Last November, they returned to find their samples were almost entirely preserved, with carbon dioxide unreleased, while wood they left on the surface as a control had rotted substantially. The emissions cost of digging the trench and burying the wood was only 2% of the emissions negated by the burial, and the dollar cost was around $30 per ton of CO2 sequestered, which makes it about 95% cheaper than current direct air capture technology. And as far as permanence, measuring the amount of decay on the buried samples, Dr. Zeng estimates that 97 percent of CO2 would stay sequestered for a century. (In fact, while initially digging the trench, the team unearthed a barely decayed red cedar that had been buried there for 3775 years!)

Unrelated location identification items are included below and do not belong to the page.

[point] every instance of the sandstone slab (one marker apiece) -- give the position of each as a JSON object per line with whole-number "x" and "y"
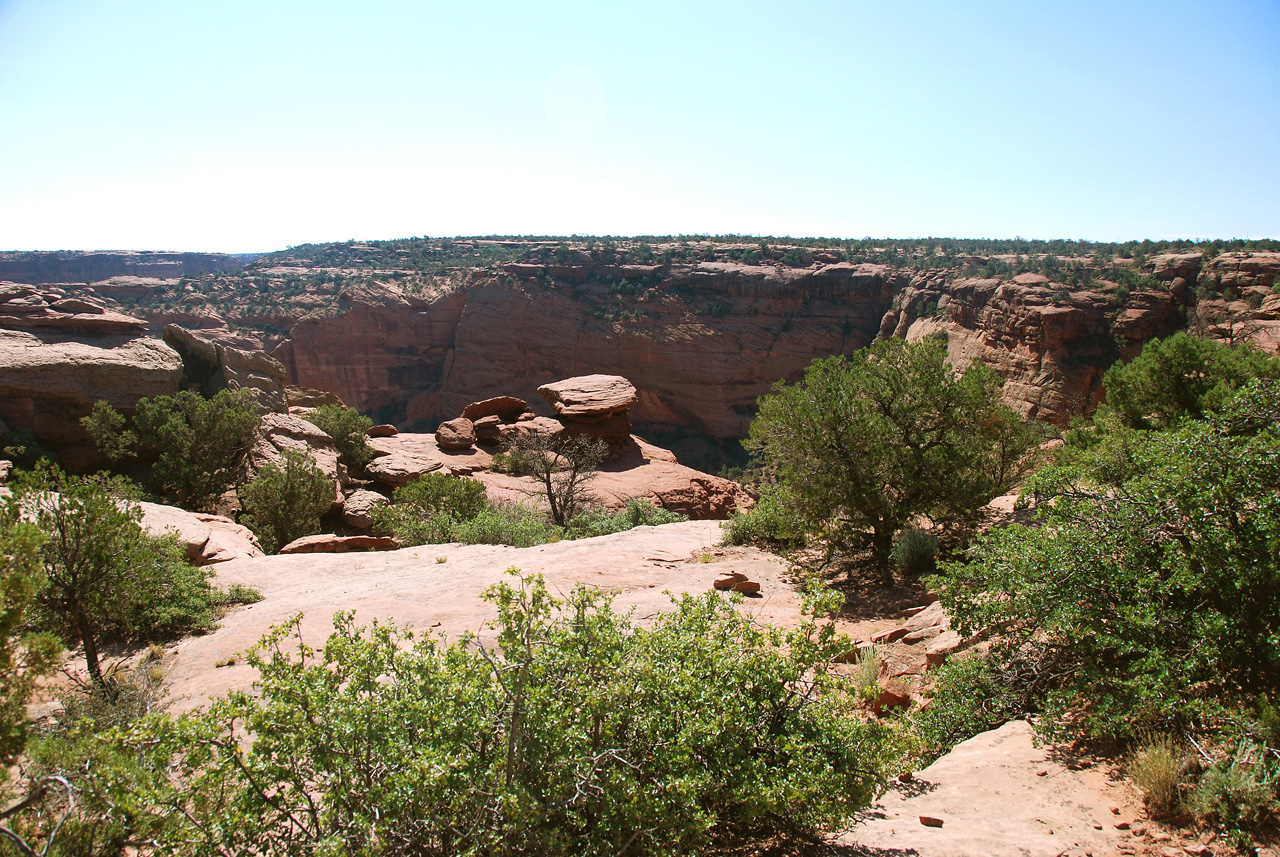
{"x": 325, "y": 542}
{"x": 507, "y": 408}
{"x": 357, "y": 507}
{"x": 590, "y": 395}
{"x": 206, "y": 539}
{"x": 993, "y": 803}
{"x": 456, "y": 434}
{"x": 401, "y": 468}
{"x": 49, "y": 381}
{"x": 280, "y": 431}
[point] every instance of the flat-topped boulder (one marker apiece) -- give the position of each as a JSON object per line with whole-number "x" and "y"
{"x": 456, "y": 434}
{"x": 216, "y": 366}
{"x": 359, "y": 505}
{"x": 589, "y": 395}
{"x": 280, "y": 431}
{"x": 49, "y": 381}
{"x": 206, "y": 539}
{"x": 504, "y": 407}
{"x": 401, "y": 468}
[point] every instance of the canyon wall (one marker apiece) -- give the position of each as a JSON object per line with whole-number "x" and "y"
{"x": 702, "y": 342}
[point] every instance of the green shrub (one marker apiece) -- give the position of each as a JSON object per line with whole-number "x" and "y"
{"x": 347, "y": 427}
{"x": 602, "y": 522}
{"x": 199, "y": 444}
{"x": 867, "y": 674}
{"x": 21, "y": 448}
{"x": 512, "y": 525}
{"x": 915, "y": 551}
{"x": 283, "y": 504}
{"x": 577, "y": 733}
{"x": 969, "y": 696}
{"x": 775, "y": 519}
{"x": 1160, "y": 768}
{"x": 871, "y": 441}
{"x": 1150, "y": 592}
{"x": 104, "y": 577}
{"x": 1239, "y": 794}
{"x": 1183, "y": 377}
{"x": 430, "y": 509}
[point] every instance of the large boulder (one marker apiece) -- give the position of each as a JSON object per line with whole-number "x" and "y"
{"x": 507, "y": 408}
{"x": 359, "y": 505}
{"x": 589, "y": 395}
{"x": 215, "y": 366}
{"x": 325, "y": 542}
{"x": 301, "y": 398}
{"x": 206, "y": 539}
{"x": 280, "y": 431}
{"x": 49, "y": 381}
{"x": 456, "y": 434}
{"x": 401, "y": 468}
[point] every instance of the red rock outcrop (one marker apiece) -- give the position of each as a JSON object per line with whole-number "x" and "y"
{"x": 280, "y": 431}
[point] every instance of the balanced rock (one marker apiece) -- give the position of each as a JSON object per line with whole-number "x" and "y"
{"x": 206, "y": 539}
{"x": 401, "y": 468}
{"x": 356, "y": 511}
{"x": 215, "y": 367}
{"x": 280, "y": 431}
{"x": 507, "y": 408}
{"x": 307, "y": 399}
{"x": 456, "y": 434}
{"x": 590, "y": 395}
{"x": 488, "y": 429}
{"x": 48, "y": 381}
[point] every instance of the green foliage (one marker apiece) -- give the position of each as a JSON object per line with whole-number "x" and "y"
{"x": 773, "y": 521}
{"x": 200, "y": 444}
{"x": 915, "y": 551}
{"x": 429, "y": 509}
{"x": 108, "y": 429}
{"x": 24, "y": 658}
{"x": 1183, "y": 377}
{"x": 868, "y": 443}
{"x": 577, "y": 734}
{"x": 347, "y": 429}
{"x": 286, "y": 503}
{"x": 1240, "y": 793}
{"x": 562, "y": 466}
{"x": 602, "y": 522}
{"x": 103, "y": 576}
{"x": 1148, "y": 595}
{"x": 118, "y": 793}
{"x": 512, "y": 525}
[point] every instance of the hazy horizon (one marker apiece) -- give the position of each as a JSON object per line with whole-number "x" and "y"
{"x": 248, "y": 128}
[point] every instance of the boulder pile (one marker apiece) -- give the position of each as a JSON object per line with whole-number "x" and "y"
{"x": 593, "y": 406}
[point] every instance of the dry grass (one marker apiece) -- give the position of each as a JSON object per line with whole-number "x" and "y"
{"x": 1160, "y": 769}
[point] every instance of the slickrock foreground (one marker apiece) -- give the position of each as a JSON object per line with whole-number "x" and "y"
{"x": 999, "y": 796}
{"x": 414, "y": 587}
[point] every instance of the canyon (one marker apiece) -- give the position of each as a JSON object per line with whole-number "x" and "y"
{"x": 702, "y": 329}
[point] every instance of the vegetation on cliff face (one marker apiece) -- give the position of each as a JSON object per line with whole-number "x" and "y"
{"x": 199, "y": 445}
{"x": 865, "y": 445}
{"x": 1144, "y": 597}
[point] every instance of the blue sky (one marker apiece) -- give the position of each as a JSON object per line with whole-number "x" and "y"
{"x": 246, "y": 127}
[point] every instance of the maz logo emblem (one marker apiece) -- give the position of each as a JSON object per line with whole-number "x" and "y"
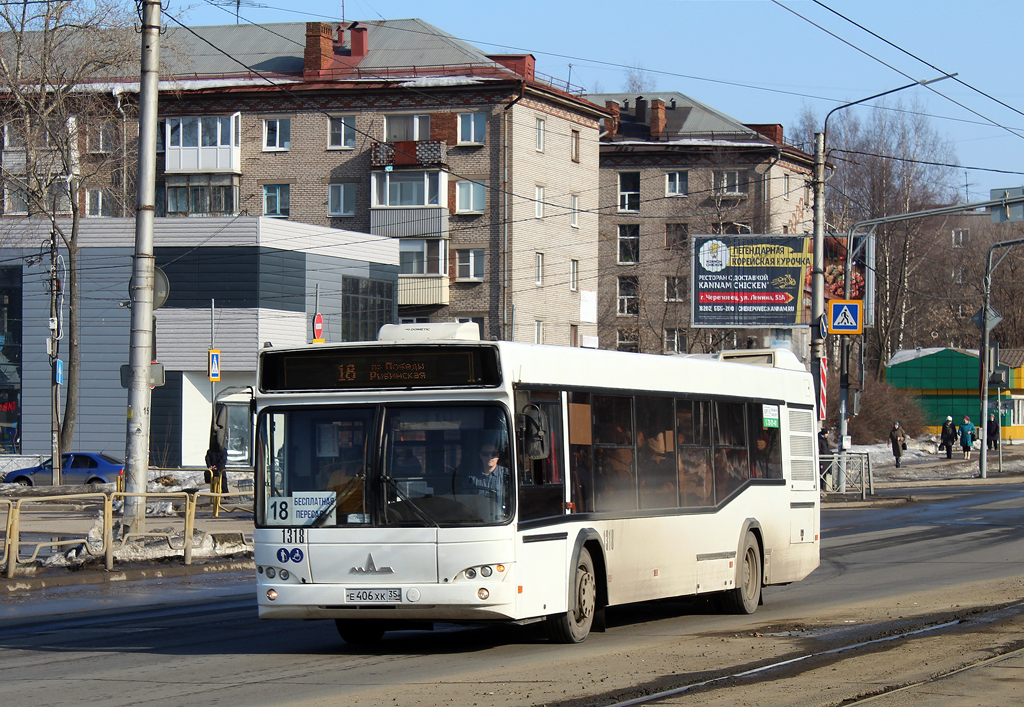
{"x": 371, "y": 569}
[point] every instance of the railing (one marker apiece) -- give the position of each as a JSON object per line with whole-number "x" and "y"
{"x": 842, "y": 470}
{"x": 99, "y": 541}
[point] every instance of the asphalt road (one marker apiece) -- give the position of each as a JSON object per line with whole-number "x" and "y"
{"x": 878, "y": 564}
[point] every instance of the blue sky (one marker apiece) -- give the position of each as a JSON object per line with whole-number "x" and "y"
{"x": 754, "y": 59}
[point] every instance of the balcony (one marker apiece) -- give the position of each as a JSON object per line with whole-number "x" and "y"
{"x": 399, "y": 222}
{"x": 423, "y": 289}
{"x": 408, "y": 154}
{"x": 223, "y": 158}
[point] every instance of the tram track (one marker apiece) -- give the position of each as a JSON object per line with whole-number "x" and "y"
{"x": 884, "y": 636}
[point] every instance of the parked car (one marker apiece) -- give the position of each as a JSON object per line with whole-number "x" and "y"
{"x": 78, "y": 468}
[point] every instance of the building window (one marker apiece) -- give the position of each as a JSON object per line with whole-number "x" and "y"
{"x": 423, "y": 256}
{"x": 101, "y": 138}
{"x": 98, "y": 203}
{"x": 629, "y": 296}
{"x": 276, "y": 134}
{"x": 677, "y": 183}
{"x": 275, "y": 200}
{"x": 472, "y": 128}
{"x": 469, "y": 263}
{"x": 201, "y": 195}
{"x": 629, "y": 244}
{"x": 406, "y": 189}
{"x": 470, "y": 197}
{"x": 730, "y": 181}
{"x": 674, "y": 289}
{"x": 366, "y": 306}
{"x": 15, "y": 201}
{"x": 677, "y": 236}
{"x": 341, "y": 132}
{"x": 628, "y": 340}
{"x": 629, "y": 191}
{"x": 341, "y": 200}
{"x": 404, "y": 128}
{"x": 675, "y": 340}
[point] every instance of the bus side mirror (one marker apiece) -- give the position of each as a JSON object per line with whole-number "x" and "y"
{"x": 536, "y": 439}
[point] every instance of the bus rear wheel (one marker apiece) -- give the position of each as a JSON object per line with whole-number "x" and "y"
{"x": 573, "y": 626}
{"x": 358, "y": 632}
{"x": 745, "y": 597}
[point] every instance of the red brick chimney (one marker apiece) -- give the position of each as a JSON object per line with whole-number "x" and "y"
{"x": 611, "y": 124}
{"x": 656, "y": 119}
{"x": 772, "y": 131}
{"x": 320, "y": 48}
{"x": 358, "y": 34}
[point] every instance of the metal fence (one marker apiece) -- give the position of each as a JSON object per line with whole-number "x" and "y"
{"x": 37, "y": 526}
{"x": 844, "y": 471}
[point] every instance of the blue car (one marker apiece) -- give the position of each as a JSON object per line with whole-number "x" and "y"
{"x": 79, "y": 468}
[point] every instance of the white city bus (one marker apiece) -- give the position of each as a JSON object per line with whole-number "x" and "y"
{"x": 431, "y": 476}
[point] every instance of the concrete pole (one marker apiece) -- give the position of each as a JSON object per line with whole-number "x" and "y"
{"x": 140, "y": 354}
{"x": 817, "y": 272}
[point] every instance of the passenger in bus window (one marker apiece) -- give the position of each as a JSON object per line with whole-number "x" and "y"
{"x": 694, "y": 479}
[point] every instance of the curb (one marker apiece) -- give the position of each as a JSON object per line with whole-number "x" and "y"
{"x": 126, "y": 574}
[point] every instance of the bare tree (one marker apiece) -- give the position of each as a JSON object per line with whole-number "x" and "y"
{"x": 66, "y": 149}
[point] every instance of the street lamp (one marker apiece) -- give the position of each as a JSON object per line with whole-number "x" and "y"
{"x": 818, "y": 276}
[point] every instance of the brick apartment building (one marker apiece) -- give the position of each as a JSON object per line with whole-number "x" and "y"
{"x": 671, "y": 167}
{"x": 486, "y": 173}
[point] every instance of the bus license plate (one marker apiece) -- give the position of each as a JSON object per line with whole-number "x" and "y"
{"x": 373, "y": 595}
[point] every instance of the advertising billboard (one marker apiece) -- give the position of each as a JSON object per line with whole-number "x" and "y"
{"x": 751, "y": 281}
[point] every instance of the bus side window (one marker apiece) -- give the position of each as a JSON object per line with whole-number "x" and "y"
{"x": 541, "y": 481}
{"x": 581, "y": 463}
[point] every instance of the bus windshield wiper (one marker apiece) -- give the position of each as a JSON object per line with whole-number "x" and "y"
{"x": 420, "y": 513}
{"x": 350, "y": 486}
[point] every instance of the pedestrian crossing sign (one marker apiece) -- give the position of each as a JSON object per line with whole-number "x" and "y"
{"x": 846, "y": 317}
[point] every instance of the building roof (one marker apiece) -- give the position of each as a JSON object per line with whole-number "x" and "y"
{"x": 685, "y": 118}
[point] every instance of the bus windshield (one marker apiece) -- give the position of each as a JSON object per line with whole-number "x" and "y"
{"x": 438, "y": 465}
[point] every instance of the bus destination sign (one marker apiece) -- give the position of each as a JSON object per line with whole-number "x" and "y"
{"x": 379, "y": 368}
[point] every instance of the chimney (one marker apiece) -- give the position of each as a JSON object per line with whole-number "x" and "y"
{"x": 358, "y": 34}
{"x": 611, "y": 124}
{"x": 320, "y": 48}
{"x": 656, "y": 119}
{"x": 772, "y": 131}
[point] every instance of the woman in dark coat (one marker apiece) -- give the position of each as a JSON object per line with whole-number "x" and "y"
{"x": 897, "y": 440}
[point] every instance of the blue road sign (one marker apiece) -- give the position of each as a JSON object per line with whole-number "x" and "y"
{"x": 846, "y": 317}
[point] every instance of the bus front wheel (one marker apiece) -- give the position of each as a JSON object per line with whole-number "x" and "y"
{"x": 747, "y": 595}
{"x": 358, "y": 632}
{"x": 573, "y": 626}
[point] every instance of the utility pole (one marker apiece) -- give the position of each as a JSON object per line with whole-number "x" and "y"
{"x": 53, "y": 349}
{"x": 140, "y": 354}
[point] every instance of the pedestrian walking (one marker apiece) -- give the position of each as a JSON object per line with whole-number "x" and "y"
{"x": 948, "y": 437}
{"x": 967, "y": 437}
{"x": 992, "y": 432}
{"x": 897, "y": 440}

The next step is a larger prototype study burying a kiloton of CO2’s worth of wood in the Eastern U.S. The main constraint is finding a site with large natural amounts of a red clay called ultisol, which provides a reliable cap. With the right clay, the wood only needs to be buried about a meter deep, while sandier soil requires deeper burial. Luckily, ultisol deposits are very common in the east and southeast of the country.
That experiment will take place in the next couple of years, after which several more (scaled still larger) will follow. Dr. Zeng suggests that the eventual “real deal” deployment of the technology could take the form of mounds around the size of two soccer fields, half above-ground and half below, capped with clay and then topsoil so that grass could regrow. The land above the buried wood could then be used for parks, agriculture, or solar farming. And while this might sound like it would take a lot of land, Dr. Zeng points out that we could reach gigaton scales of CO2 removal in the US with an order of magnitude less land than we currently use for landfills.
All in all, it’s a thought-provoking idea and surprisingly robust in execution. Please check out Dr. Zeng’s excellent presentation, and check back next week for more This Is CDR. For more, you can watch the whole This Is CDR series on our resources page.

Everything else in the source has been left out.